A bit of a rant but curious if anyone else can relate to my situation. I grew up in a small town in the South where we were the token Jewish family. Luckily, i had a great childhood and most people were nice and curious about the religion —I actually felt very strongly and proudly Jewish growing up.
However, I craved having a community and decided to go North to a college with many Jewish activities and organizations. I spent my entire freshman year attending nearly every Jewish event— Hillel, Chabad, Hebrew classes, all types of Shabbat services, dialogue groups, etc. And it broke me. I didn’t connect or click with anyone, and i felt so alienated from all the Jewish people I met. I didn’t fit (or want to fit) into any of the boxes they tried to class me in. I couldn’t play Jewish geography (since I never lived near other Jews before), I was either too Jewish or not Jewish enough, my family wasn’t rich or connected. I was too Zionist for the progressive Jews and too lefty for the conservative ones. I knew fewer Yiddish phrases than the nonJews in my school, and I never grew up with much Ashkenazi food either and didn’t understand its appeal. I was told I looked “too Jewish” but also had some people be surprised that I was Jewish at all. Anyway, I ended up making some amazing friends in college, but unsurprisingly none of them were Jewish.

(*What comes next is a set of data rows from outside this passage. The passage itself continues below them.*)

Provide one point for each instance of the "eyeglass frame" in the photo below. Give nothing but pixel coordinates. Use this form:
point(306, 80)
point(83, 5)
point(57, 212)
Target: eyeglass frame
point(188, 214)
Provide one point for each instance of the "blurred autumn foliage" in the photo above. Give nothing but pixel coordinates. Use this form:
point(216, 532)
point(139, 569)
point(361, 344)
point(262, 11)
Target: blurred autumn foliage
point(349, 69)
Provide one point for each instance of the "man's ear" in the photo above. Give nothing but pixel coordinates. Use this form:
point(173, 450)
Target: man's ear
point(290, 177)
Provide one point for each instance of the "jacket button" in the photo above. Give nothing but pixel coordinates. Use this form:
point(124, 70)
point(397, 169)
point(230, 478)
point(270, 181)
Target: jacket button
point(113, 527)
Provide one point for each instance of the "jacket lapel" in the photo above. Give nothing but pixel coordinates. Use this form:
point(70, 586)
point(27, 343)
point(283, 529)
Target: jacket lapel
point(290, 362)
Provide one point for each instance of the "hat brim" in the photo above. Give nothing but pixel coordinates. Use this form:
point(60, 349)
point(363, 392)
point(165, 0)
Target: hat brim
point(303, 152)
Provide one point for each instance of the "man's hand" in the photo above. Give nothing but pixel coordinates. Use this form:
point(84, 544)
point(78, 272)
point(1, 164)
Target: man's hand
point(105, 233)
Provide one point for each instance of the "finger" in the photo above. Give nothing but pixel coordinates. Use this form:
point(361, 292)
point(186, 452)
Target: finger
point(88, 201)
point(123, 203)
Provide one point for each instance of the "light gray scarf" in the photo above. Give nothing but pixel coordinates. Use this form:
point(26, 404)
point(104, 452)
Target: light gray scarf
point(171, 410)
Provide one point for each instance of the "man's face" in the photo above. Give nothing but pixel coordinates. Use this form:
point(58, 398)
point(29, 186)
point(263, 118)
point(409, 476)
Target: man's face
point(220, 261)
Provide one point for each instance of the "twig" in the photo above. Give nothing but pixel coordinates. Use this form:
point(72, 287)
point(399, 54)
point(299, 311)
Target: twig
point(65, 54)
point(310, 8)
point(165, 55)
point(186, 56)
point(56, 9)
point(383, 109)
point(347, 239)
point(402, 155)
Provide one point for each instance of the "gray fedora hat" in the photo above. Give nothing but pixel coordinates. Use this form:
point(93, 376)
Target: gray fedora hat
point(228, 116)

The experience sadly disconnected me from feeling Jewish or wanting to do anything Jewish at all for a few years. I dated non-Jewish men and stopped observing most of the holidays unless I went home to visit family.
Finally, after a hard breakup and a quarter-life crisis about my job and life direction, my sister convinced me to go to Israel and clear my head for a few months. And it was life-changing. For the first time, i found myself around Jewish people who didn’t try to box me in. I could be Jewish any way I wanted to be Jewish, and the culture was so rich with people of so many different and interesting backgrounds. Also the food is amazing! Obviously Israel is far from perfect, but it was exactly what my starved Jewish soul needed.
Why was it so much harder for me to feel connected to Jewish people in the US? Does anyone else feel this way?